Edit: obviously some of the older frozen CB semen is not eligible for export so you are far more limited on that front also.


----------



## texascbs (27 November 2014)

Wow that helps a lot.   Seems like we had better over here hop to it and use our own stallions more effectively.   We have I think well over 20 CBHS licensed stallions maybe more, and we seem only to use less than five of them.    Need to shake a leg on collection (frozen and fresh) , advertising, etc. as seems like we use less than six of the same here over and over.

We need to get them going riding, showing, or just snip them and get them out so people can see CBs at work.

Thanks so much

Gabrielle
GG Cleveland Bays
Texas USA


----------



## bakewell (27 November 2014)

No problem. 
I see it as frozen, anything over £300 on a dose becomes profit, if you sell all of them from a two month collection. Those are not great odds.
I would *definitely* be more interested if sex selected semen were available as part of this processing as it is for cattle. There are definitely different choices for which offspring you want. If I had the money that's something I would definitely put my efforts into researching.

Now here's the q you might not have considered: is an embryo subject to the same quarantine, or has the law not caught up to where things are going on that front. 

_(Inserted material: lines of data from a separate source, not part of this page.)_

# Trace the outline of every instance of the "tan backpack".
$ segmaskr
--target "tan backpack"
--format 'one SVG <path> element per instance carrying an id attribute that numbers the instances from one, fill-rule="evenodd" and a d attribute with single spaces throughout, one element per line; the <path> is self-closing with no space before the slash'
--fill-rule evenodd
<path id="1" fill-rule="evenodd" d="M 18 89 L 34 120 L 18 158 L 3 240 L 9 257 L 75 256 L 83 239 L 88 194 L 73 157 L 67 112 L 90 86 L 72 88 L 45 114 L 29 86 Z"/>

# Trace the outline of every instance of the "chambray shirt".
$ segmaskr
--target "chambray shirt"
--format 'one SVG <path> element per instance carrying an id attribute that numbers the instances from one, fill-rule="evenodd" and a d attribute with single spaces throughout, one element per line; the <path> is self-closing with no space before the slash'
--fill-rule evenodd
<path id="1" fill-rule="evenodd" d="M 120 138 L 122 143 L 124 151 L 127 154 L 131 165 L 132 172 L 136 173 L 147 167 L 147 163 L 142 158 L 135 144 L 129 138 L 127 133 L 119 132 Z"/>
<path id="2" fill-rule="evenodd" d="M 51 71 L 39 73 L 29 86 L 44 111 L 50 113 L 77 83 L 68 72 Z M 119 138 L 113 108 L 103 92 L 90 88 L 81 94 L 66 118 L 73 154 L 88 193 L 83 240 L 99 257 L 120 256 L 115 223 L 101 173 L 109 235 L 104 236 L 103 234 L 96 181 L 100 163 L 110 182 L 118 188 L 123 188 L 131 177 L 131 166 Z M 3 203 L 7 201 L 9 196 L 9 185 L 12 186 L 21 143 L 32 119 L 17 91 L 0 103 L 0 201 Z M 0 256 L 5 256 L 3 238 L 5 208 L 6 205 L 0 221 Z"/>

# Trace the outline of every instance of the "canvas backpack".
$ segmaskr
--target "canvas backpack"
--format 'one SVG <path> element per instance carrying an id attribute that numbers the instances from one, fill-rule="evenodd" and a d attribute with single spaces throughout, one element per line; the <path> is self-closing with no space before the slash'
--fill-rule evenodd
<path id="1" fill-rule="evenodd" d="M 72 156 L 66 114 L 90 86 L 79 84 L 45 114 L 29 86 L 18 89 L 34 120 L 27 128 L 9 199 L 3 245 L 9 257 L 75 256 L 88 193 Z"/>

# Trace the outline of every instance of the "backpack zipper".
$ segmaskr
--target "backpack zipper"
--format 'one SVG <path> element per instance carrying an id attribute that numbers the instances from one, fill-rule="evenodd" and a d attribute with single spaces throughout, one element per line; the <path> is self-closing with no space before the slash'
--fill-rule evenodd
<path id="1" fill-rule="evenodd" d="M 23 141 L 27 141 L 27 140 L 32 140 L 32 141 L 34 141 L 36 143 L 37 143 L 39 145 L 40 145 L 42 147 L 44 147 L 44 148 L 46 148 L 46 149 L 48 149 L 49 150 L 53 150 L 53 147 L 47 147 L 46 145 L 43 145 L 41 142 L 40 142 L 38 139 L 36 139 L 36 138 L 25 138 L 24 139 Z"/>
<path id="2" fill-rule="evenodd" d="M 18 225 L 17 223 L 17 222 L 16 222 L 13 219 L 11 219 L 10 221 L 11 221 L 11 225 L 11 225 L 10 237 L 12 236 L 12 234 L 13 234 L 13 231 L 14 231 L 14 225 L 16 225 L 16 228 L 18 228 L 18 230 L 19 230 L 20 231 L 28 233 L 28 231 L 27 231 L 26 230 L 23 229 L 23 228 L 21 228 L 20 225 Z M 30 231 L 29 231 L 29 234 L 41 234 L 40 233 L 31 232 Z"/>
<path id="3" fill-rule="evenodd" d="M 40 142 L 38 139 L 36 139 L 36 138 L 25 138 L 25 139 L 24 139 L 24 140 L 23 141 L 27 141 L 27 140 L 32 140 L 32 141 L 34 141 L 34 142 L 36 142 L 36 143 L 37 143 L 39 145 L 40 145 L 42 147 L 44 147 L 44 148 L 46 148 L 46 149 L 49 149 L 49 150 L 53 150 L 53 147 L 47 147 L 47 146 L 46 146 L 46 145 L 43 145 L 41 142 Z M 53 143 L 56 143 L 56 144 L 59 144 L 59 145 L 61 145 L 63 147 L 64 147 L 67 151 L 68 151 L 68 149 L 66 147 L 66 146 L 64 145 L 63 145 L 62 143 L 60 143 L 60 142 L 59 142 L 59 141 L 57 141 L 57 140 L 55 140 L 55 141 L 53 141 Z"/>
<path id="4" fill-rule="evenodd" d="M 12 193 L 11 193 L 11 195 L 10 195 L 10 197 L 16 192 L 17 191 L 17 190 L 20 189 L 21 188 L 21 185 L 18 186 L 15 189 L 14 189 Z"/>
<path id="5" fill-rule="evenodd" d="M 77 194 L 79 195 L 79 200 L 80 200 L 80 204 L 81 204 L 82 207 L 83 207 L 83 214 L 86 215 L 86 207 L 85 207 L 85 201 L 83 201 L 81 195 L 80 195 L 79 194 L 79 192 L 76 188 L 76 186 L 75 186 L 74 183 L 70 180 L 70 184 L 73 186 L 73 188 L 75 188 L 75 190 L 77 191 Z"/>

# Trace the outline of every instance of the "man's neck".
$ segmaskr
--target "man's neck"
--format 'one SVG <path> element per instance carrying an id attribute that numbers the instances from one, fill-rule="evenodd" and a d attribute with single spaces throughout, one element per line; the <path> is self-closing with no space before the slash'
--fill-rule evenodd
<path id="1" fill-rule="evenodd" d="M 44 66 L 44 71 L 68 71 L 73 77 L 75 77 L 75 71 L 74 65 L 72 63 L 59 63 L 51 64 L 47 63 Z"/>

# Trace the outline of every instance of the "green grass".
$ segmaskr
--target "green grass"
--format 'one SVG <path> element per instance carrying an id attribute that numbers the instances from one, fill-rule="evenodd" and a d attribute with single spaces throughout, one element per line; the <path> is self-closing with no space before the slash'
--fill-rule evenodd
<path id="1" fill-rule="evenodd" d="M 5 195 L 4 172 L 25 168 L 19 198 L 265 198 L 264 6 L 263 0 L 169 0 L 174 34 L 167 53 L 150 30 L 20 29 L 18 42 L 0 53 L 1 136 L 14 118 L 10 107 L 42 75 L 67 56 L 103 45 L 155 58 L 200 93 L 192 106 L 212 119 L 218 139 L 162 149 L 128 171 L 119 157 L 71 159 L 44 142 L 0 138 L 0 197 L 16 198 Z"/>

I know the register dealing with consanguinity in CBs does sterling work in promoting the best choices to achieve and maintain diversity. However there may come a point (as with trekehners for example) when a phenotype/ genotype suitable stallion from another breed must be considered passable in the book to maintain interest and diversity. Or that the 3/4 making up is promoted more heavily (sexed semen would certainly help that). Sometimes the desire for purity leads to a bottleneck. ID are hot on the heels of CB down that route and through use of mares rather than stallions for cross breeding. Hope they can learn from recent history.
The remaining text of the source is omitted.